Dragapalooza is Back!
Jason Cozmo has been bringing some of our favorite divas to life for years. He’s impersonated everyone from Lucy and Liza to Dolly and Marilyn. Most recently, he also joins the gals of Dragapalooza (May 21) at Voyeur (9 p.m.) to celebrate Broadway – something he knows plenty about after spending many years as an actor and musical theatre performer.
He sat down with G Philly to discuss the show and his favorite divas. He also gives up some great makeup tips.
Drag name: Jason Cozmo
Drag inspiration: I have always been a performer, it comes very natural to me. I cannot say I have one inspiration – for me – performing is just part of life. I am, however, inspired by each individual that I have impersonated.
Identifying makeup trick or accessory: Everyone needs to remember makeup is either to cover up or enhance. Whether you are a queen, a real girl or a gay boy, make sure you are enhancing the right things and not just wearing gobs of make up. Also for drag queens, please remember “Cover Girl” does not “cover boy!” I am a man portraying female characters, a little foundation and gloss is not going to cut it! Also remember you are under bright stage lights that will wash you out. Let the stage and lights compliment you – not fight you. I glue my eyebrows down with a glue stick and use baby powder because it’s so dry. All my makeup is stage makeup: Kraylon or Ben Nye. With that being said, do not paint too much or it doesn’t look real at all. You can paint and look like a very “theatrical character” or just look weird with too much – and that makes no sense. And remember blend, blend blend! No one has straight lines for check bones!
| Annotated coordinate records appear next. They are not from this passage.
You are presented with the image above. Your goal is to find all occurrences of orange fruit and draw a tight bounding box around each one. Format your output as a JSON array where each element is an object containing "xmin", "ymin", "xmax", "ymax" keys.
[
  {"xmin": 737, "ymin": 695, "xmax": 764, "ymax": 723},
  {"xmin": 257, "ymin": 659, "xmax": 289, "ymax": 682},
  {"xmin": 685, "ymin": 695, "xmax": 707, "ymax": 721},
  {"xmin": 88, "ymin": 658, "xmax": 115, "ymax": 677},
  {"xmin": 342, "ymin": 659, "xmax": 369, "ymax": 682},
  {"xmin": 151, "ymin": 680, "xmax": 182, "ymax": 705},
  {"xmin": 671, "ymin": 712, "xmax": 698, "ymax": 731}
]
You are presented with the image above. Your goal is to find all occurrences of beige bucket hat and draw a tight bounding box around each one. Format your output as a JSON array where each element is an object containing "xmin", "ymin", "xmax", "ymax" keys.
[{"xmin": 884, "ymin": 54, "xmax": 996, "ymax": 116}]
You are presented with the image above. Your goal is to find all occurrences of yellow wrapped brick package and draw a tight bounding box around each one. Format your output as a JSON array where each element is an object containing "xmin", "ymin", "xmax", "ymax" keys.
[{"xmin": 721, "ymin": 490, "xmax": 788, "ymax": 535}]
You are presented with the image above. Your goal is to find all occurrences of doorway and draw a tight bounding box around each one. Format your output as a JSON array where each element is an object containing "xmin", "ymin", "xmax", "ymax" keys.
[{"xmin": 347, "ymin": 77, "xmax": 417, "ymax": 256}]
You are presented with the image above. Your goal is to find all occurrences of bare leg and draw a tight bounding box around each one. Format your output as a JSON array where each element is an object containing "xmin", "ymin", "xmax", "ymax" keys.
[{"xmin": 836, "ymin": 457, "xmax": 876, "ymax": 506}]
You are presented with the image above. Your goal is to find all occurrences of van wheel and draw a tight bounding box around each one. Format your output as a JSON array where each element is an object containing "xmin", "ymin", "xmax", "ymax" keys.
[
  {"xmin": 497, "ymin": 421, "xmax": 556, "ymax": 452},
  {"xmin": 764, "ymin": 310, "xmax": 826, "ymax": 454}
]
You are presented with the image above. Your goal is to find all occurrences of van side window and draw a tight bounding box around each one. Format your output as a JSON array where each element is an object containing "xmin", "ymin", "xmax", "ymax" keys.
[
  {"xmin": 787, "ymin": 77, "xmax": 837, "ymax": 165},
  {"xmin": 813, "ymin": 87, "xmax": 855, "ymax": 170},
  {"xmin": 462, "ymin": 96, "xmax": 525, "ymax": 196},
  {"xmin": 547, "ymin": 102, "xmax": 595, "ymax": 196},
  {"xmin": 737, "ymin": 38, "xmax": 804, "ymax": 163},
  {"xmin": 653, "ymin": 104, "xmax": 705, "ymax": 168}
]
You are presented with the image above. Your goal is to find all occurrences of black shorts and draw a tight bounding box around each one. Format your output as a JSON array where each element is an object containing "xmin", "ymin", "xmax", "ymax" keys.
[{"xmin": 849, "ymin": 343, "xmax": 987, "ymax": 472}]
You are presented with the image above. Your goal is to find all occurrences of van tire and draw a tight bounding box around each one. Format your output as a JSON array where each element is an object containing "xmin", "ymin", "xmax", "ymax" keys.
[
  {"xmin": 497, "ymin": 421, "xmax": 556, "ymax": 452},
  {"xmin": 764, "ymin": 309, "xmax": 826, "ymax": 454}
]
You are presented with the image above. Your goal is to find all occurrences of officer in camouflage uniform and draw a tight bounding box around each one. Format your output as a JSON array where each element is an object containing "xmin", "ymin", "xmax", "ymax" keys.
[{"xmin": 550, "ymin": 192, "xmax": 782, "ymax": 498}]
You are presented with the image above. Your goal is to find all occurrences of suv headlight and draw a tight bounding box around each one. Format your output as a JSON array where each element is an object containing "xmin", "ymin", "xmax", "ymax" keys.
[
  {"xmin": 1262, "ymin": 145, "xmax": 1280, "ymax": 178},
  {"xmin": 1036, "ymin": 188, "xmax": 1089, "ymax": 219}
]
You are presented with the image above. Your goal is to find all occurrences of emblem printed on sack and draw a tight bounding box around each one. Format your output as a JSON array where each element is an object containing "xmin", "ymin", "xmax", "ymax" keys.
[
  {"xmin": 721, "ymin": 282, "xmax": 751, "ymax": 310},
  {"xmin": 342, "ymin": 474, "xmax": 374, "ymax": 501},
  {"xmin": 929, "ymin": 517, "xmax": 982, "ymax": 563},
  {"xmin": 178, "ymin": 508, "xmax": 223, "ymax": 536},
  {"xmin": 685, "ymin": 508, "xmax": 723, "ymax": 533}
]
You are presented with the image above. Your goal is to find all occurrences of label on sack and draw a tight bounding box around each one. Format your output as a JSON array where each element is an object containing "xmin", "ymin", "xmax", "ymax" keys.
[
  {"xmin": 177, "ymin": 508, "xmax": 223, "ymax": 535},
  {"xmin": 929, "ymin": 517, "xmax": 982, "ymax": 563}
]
My talents: I am a character actor. My background is in musical theatre and comedy. I have worked in many styles of performing arts, but the past few years have made my living doing impersonations. I have never thought of myself as just playing the opposite sex. I do not look at it like male or female – it’s just a character that happens to be a woman. “Drag” is different for everyone, it’s hard to put everyone that does it in one box. Coffee, vodka, and orange juice are all drinks – but all very different. Some people have created a drag personality with a fun name and specific style, they tend to socialize and work in the gay community. Where a cross-dresser is just someone who enjoys wearing clothes of the opposite sex. And the clothes are usually not flashy, and most of the time the men cross-dressing are straight. A transgender or transsexual is someone who lives their life as the opposite sex. Sometimes they also perform and work within the gay community, but there is a huge number of them who disassociate themselves from the gay community. And female impersonators usually treat the craft as acting and may not have drag names.
Best advice for a would-be queen: My advice for people wanting to start doing drag is do it! Explore it, have fun with it. Maybe in the process you will discover you love performing, or maybe it will bring out a whole different side of your personality. Maybe you will be happier. But also find your niche. Not everyone is funny, not everyone is an edgy club kid, or does impersonations. And please, please do not think you have to be bitchy to be a queen. This community would be so much better as a whole, and much more understanding of each other, if everyone laid off the attitude and hate so much. Being a drag queen does not mean reading everyone and finding all the wrong in the room. To me, it is being proud, showing it and standing up for what’s right. There is a huge difference between confidence and arrogance. Do drag if it makes you happy and you are enhancing a positive part of your personality. Do not do drag if you are just trying to fit in, or you are hiding from yourself. Anything in life done with the intention of love is a good thing.
Secret to working with so many divas: Always be true to yourself. Show biz is very tough. Most performers (myself included) usually have there fair share of hang ups and insecurities and now you are working with other big personalities and their baggage. Always be true to yourself. Kill people with kindness. Not everyone will like you. In fact, if you are the least bit good at something, they may hate you for that alone. Not everyone has to be your friend, but that doesn’t mean they have to be your enemy. Don’t ever lose your self worth and reason for doing drag. If someone doesn’t like you, so be it. But they don’t have to like you to respect you.
Favorite Broadway show: My favorite current B-way show is Mary Poppins. My favorite show that I was a part of is Hello Dolly!
Where I shop for costumes: There are some great sites with sequin dresses. And, of course, eBay. But a fun way to go about it is to find a college student or someone just starting out in fashion and work together. You are then getting things made for you on your budget, and the other person is trying new things, gaining experience and making some cash!
Biggest guilty pleasure: Hmmmmm. A few come to mind, but I don’t know how much can be printed.
Celebrity diva I look up to the most and why: I adore all of the woman I impersonate: Dolly, Liza, Julie Andrews, Marilyn, but if I had to pick one I relate to the most it would be Lucy. Lucy had such a wonderful balance of humor and beauty. No matter what she did she had an electric energy that would reach out grab an audience and take them along. She was so simple yet extremely versatile. She never took herself too serious and always played her strengths.
Dragapalooza, May 21, 9 p.m., Voyeur.